To solve this problem, we follow these steps ?

• Create a list to track which people have friends
• For each friendship pair, mark both people as having friends
• Check if anyone is left without friends
• Return False if someone has no friends, True otherwise

Example

class Solution:
    def solve(self, n, friends):
        people = [0 for i in range(n)]
        for link in friends:
            people[link[0]] = True
            people[link[1]] = True
        for person in people:
            if not person:
                return False
        return True

# Test the solution
ob = Solution()
n = 3
friends = [[0, 1], [1, 2]]
print(ob.solve(n, friends))

True

Alternative Approach Using Sets

We can also use a set to track people with friends for better readability ?

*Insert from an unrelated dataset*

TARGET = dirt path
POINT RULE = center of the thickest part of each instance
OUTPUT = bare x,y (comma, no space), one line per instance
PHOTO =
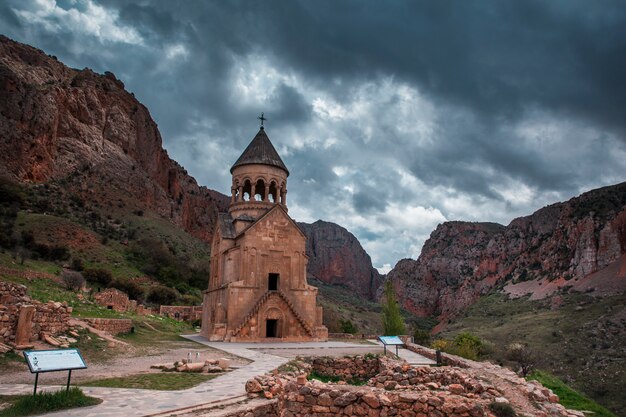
122,365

def check_everyone_has_friend(n, friends):
    people_with_friends = set()
    
    # Add all people who appear in friendship pairs
    for person1, person2 in friends:
        people_with_friends.add(person1)
        people_with_friends.add(person2)
    
    # Check if everyone has at least one friend
    return len(people_with_friends) == n

# Test cases
print(check_everyone_has_friend(3, [[0, 1], [1, 2]]))  # True
print(check_everyone_has_friend(4, [[0, 1], [2, 3]]))  # True  
print(check_everyone_has_friend(3, [[0, 1]]))          # False

True
True
False

How It Works

The algorithm works by creating a boolean array where each index represents a person. When we encounter a friendship pair, we mark both people as having friends. Finally, we check if anyone is still unmarked (has no friends).

In the set approach, we simply collect all unique people who appear in friendship pairs and compare the count with the total number of people.

Conclusion

Both approaches efficiently solve the problem in O(f) time where f is the number of friendship pairs. The set approach is more intuitive while the boolean array approach uses slightly less memory.